# A bit confused on cycling a new shrimp tank.



## Burks (May 25, 2006)

I want to do a 10g planted shrimp tank and have been researching how to do so. I know how to cycle a regular tank with and without fish so that's no problem. There have been two ways I've read it being done.

#1. Cycle the tank like you would with a regular planted fish tank. Plant the plants and then add hardy fish or just do a fishless cycle. Remove fish after tank is cycled, replace with shrimp.

#2. Plant the plants and add shrimp a few weeks later. The plants will do the biofiltration until the bacteria takes hold.

Which would be the best bet? The tank will be fairly well planted with fast growing WS, some moss, Nana, HC, etc. Just kind of sitting here scratching my head as to which is the preferred method here or if there is another way.

Edit: While we're on the subject. How do you keep the substrate clear of shrimp waste? I'd hate to gravel vac one up!


----------



## wiste (Feb 10, 2006)

I would do #1 with some feeder guppies allowing 4 to 6 weeks and then remove the fish.



> How do you keep the substrate clear of shrimp waste?


Establish a thick plant carpet.


----------



## Shrimp&Snails (Mar 27, 2006)

I would go for a fishless cycle, adding a small pinch of fish food daily.

If you can get hold of some filter sponge from an established tank you can speed up or even avoid the cycling process. I filled up a 10g with 25% tank water and 75% treated water and added filter sponge from my established 10g and never had any rise in ammonia and nitrite. Your lfs will give you some sponge from one of their filters if you can't get it from anywhere else.

Grab some water testers to keep an eye on things.

Shrimp only need to be lightly fed and will scurry along the floor eating poo. Sand substrates are great because the poo stays on top rather than sinking into the gravel. When there's quite a bit of poo on the sand I use a turkey baster to remove it without any risk to my shrimplets.

Best of luck....I love setting up new tanks.


----------



## Neon Shrimp (Apr 26, 2006)

You can go with a turkey baster like Shrimp&Snails does or you can put a net mess over the inlet of the gravel cleaner. Whatever works best for you. Please keep us updated with the outcome of you new tank .


----------



## Burks (May 25, 2006)

The gravel I plan to you is rather fine. Pretty close to Eco-Complete, not like that "stone" gravel a lot of stores sell.

I like the used sponge idea along with the treated water. With a 14g hex and 10g tank, I have pleanty of water to spare.

Guess I'll do that and maybe do the guppy thing, or another hardy fish. My 14g looks bare with only 4 long fin zebra danios anyways!

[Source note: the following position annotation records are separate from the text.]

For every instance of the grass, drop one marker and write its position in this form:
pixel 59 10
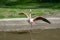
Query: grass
pixel 49 34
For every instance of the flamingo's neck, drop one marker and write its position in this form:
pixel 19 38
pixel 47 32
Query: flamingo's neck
pixel 30 18
pixel 30 14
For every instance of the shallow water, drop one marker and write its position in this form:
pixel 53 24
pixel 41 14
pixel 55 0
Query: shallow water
pixel 48 34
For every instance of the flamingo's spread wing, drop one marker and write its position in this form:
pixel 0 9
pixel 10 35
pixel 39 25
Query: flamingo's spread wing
pixel 41 18
pixel 25 13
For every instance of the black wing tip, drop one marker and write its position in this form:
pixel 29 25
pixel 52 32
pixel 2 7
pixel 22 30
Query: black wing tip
pixel 49 22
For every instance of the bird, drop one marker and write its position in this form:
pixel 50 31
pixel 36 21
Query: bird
pixel 31 20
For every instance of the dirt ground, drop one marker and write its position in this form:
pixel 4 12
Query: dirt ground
pixel 48 34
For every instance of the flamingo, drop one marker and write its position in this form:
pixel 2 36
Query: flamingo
pixel 30 20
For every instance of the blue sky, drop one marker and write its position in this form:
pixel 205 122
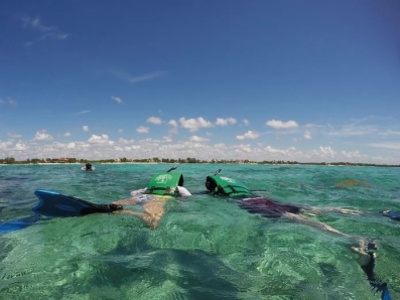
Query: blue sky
pixel 307 81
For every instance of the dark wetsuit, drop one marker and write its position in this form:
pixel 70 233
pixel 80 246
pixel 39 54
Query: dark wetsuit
pixel 268 208
pixel 393 215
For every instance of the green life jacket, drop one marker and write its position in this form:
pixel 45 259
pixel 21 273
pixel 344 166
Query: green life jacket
pixel 227 186
pixel 165 184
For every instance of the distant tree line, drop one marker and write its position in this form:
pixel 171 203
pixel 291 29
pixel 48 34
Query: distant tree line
pixel 192 160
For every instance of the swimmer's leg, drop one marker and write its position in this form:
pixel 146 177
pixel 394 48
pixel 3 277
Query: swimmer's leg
pixel 360 248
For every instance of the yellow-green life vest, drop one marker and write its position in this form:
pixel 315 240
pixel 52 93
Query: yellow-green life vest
pixel 165 184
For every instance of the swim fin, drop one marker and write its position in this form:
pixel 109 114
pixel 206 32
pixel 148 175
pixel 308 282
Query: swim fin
pixel 54 204
pixel 18 224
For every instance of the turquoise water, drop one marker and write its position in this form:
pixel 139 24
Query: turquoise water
pixel 205 247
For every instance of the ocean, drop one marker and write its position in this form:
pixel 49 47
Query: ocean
pixel 205 247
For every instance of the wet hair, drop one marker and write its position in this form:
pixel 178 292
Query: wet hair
pixel 210 184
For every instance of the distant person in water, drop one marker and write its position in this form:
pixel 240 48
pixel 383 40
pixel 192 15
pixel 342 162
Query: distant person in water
pixel 225 186
pixel 161 189
pixel 394 215
pixel 88 167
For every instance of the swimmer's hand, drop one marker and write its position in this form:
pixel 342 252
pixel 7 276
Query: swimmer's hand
pixel 114 207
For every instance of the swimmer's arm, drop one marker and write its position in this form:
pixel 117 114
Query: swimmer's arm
pixel 318 210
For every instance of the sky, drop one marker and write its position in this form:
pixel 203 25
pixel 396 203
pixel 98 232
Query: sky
pixel 306 81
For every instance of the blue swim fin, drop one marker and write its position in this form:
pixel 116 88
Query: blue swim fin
pixel 385 294
pixel 18 224
pixel 54 204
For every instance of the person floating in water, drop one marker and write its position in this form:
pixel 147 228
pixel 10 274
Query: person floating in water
pixel 160 190
pixel 88 167
pixel 225 186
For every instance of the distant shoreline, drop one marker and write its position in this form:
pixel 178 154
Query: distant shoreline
pixel 338 164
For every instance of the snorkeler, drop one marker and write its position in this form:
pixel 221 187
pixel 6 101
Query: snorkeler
pixel 161 188
pixel 224 186
pixel 153 198
pixel 88 167
pixel 394 215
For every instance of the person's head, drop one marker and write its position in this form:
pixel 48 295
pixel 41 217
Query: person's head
pixel 210 184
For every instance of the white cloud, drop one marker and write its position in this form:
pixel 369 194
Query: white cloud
pixel 8 101
pixel 14 135
pixel 248 135
pixel 307 135
pixel 45 32
pixel 82 112
pixel 117 99
pixel 103 139
pixel 225 122
pixel 142 129
pixel 198 139
pixel 277 124
pixel 173 126
pixel 20 147
pixel 386 145
pixel 154 120
pixel 140 78
pixel 194 124
pixel 42 136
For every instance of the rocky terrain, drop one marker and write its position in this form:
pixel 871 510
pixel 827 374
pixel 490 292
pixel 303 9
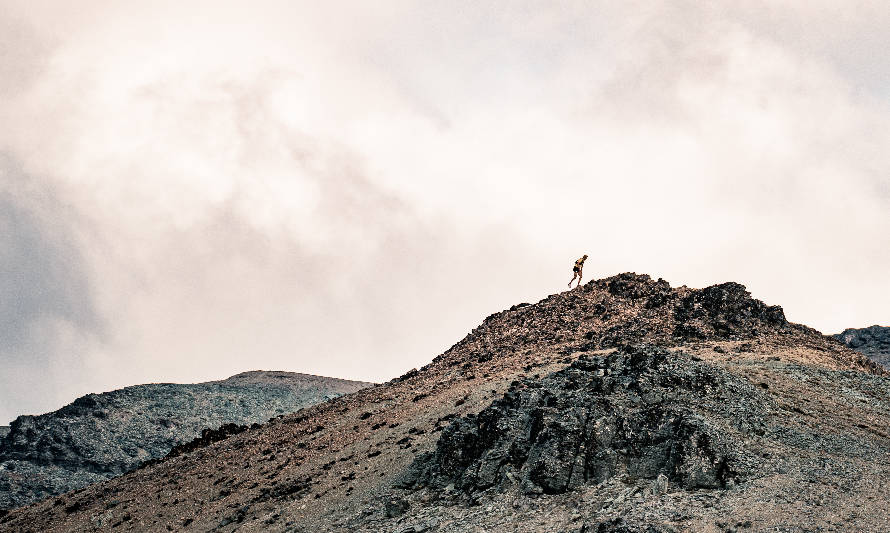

Turkey baster - The MacGyver tool of trade for the aquarium owner. What can't it do?


----------



## PlantsAndMe (Apr 3, 2005)

Whoa this may sound weird to you guys but I never cycled any of my tanks.... I simply add water and then the livestock. I did the same with my shrimps in the 10 gallon tank and nothing bad happen and no death occurred. Just my two cents


----------



## DataGuru (Mar 11, 2005)

I just moved about half my cherry shrimp into a natural planted tank. No cycling or vacuuming needed.


----------



## erijnal (Apr 5, 2006)

It's generally accepted that adding livestock to a moderately/heavily planted tank is safe. Plants will utilize ammonia and nitrite to get at some nitrogen.


----------



## raven_wilde (Nov 16, 2005)

erijnal said:


> It's generally accepted that adding livestock to a moderately/heavily planted tank is safe. Plants will utilize ammonia and nitrite to get at some nitrogen.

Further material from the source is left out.